Oh man he was tired, and vowed to start taking the exercise protocols more seriously from now on.

Out of danger Lorek let himself lay there for a moment and considered talking a quick nap until the sound that brought him here suddenly rose in pitch.

"I'm coming!" He promised again. Though his strength was slow to return Lorek crawled to the corner, and he discovered that what he thought were blankets were actually a pile of lead vests.

'Clever.' Lorek thought. 'For an adult it wouldn't be enough but for someone smaller…' He was tempted to tear them off all at once but didn't. Instead he pulled out another small device from his hazmat pocket. It was a disk with a small blue orb in the center, and the whole thing was about the size of a cookie. He set it on the floor next to the blankets and pressed down on the orb. It began to glow and after a moment of warming up projected an electromagnetic field outward like the opening of an umbrella. Lorek turned the dial till the force field was big enough to cover the area.

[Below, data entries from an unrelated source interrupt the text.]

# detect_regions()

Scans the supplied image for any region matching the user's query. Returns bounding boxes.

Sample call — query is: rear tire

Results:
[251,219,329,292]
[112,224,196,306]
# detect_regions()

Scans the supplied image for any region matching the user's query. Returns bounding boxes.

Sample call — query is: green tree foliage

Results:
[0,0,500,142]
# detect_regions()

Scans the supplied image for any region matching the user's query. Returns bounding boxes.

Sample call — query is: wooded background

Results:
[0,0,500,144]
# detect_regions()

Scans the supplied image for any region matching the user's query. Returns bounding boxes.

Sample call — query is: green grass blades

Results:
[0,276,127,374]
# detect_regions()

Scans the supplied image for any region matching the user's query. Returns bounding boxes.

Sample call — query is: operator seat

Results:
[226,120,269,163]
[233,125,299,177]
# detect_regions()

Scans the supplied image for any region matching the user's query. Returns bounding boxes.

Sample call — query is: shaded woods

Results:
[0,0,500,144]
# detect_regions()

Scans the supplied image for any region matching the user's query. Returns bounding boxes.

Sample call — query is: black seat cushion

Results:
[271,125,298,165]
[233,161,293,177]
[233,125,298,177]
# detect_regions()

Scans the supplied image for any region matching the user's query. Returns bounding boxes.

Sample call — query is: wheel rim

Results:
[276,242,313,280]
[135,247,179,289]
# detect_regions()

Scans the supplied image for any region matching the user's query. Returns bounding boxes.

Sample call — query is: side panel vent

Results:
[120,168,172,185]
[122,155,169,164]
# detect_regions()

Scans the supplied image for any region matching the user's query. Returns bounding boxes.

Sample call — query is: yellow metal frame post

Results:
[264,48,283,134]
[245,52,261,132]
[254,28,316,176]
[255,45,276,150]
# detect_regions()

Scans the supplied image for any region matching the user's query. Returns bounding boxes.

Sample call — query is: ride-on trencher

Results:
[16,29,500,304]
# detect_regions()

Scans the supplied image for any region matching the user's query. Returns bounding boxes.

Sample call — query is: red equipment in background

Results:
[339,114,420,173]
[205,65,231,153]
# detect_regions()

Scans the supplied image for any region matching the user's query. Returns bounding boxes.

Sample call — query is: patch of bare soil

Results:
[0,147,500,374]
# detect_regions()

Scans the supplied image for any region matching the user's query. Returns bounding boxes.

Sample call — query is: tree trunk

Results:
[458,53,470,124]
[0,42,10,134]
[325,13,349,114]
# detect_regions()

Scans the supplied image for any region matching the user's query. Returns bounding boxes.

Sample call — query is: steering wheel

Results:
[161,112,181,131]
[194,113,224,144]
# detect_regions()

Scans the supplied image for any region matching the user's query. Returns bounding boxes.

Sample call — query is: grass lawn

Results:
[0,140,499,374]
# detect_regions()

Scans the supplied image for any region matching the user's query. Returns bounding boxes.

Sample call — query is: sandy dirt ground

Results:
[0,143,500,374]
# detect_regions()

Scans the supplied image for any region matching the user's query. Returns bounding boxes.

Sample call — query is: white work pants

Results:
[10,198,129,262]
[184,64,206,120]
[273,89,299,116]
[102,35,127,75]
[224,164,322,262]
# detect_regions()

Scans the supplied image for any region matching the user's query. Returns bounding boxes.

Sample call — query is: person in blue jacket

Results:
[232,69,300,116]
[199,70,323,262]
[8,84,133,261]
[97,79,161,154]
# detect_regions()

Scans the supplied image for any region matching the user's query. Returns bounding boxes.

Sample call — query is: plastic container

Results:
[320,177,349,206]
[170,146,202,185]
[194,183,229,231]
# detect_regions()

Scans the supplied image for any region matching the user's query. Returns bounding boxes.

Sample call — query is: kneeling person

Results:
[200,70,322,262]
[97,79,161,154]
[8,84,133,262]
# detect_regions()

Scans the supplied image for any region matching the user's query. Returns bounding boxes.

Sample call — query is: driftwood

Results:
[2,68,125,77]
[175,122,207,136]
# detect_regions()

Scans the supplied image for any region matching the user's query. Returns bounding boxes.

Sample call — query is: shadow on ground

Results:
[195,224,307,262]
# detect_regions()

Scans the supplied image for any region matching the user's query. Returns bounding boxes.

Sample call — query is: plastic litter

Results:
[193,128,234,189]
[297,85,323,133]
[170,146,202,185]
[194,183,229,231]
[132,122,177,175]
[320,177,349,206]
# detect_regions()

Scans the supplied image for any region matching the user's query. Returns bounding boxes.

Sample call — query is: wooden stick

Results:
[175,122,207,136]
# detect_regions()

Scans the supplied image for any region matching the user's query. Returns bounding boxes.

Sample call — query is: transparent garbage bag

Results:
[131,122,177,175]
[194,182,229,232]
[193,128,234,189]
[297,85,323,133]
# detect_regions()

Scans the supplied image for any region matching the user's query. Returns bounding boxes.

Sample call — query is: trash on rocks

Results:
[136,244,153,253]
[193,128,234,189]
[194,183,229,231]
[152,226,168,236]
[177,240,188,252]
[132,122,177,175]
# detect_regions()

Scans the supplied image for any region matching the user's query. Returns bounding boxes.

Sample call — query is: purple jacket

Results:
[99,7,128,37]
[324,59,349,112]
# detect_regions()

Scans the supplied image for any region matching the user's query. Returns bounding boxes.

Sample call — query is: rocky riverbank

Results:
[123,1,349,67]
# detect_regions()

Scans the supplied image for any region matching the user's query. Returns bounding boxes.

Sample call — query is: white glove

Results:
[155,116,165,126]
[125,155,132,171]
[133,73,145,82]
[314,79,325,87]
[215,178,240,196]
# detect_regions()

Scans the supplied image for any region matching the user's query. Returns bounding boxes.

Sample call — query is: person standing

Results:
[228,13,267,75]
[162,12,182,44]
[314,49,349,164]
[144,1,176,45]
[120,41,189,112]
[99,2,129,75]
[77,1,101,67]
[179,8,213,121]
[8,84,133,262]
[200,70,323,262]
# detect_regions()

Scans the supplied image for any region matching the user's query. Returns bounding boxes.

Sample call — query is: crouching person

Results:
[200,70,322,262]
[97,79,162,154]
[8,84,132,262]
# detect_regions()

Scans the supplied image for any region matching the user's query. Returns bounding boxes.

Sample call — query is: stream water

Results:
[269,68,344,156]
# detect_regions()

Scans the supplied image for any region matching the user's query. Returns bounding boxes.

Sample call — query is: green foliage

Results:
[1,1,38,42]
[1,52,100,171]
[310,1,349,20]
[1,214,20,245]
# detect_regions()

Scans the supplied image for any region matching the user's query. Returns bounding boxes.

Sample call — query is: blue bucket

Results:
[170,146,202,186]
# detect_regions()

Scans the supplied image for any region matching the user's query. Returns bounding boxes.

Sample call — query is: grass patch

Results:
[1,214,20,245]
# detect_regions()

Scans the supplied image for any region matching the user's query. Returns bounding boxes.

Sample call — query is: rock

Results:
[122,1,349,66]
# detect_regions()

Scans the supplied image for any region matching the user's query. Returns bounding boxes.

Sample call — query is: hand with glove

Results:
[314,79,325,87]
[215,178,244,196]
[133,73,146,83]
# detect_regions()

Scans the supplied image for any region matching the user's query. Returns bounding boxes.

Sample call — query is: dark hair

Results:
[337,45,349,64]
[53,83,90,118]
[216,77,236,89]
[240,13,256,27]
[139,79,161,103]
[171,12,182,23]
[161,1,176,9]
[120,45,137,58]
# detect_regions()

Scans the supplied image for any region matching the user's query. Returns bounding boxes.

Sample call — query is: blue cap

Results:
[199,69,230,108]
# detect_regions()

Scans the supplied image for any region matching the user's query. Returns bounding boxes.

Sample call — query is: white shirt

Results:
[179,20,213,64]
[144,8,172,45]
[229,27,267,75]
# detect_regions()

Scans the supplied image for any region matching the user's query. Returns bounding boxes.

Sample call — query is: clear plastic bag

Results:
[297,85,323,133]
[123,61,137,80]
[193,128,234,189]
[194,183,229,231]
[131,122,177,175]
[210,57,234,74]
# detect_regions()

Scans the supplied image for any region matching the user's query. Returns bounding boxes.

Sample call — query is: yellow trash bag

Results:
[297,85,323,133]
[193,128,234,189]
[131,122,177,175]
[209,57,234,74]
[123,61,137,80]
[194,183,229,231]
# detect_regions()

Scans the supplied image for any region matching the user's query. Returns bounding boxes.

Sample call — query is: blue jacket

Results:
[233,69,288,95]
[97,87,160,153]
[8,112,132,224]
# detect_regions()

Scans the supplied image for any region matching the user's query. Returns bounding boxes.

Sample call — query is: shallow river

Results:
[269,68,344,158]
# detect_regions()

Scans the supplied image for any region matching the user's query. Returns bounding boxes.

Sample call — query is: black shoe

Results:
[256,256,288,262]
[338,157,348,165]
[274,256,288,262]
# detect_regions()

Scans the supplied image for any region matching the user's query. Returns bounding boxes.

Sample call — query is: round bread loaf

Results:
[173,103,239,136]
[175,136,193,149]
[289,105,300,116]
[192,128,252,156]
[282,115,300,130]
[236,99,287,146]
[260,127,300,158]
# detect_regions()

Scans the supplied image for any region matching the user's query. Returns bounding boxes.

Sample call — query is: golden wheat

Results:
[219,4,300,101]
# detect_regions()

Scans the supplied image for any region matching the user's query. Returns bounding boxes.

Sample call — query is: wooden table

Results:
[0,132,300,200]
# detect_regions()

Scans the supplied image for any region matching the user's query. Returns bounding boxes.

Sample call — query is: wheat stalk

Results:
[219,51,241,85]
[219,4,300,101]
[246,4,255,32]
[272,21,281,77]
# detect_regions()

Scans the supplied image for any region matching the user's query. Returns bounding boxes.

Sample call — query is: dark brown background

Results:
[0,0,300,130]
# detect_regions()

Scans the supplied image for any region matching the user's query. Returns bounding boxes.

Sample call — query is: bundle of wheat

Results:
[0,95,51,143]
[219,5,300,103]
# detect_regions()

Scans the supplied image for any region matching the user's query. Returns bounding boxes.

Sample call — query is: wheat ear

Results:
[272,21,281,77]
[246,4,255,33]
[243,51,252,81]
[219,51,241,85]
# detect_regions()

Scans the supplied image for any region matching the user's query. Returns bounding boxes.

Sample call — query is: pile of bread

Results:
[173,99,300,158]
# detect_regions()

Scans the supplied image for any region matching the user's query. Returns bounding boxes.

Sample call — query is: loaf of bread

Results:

The odds that this could have happened were astronomically small and Lorek wouldn't ruin it all just because he was too impatient. If he thought watching the world crumble was agonizing, then this was pure torture. As he counted down the seconds it would take the gadget to purify the air and filter out the radiation within the bubble, he wondered what he would find. How safe had this pile of lead vests really been? What if the lead itself had caused damage? Would the find some poor disfigured creature? What would he do with it? Could he really take it back to Azzura? What would the Supreme Council think? Surely this wasn't interfering, or at least not in an entire culture. Heck there wasn't even a culture left! What about compassion towards other living creatures? Where in the guidelines had that been addressed?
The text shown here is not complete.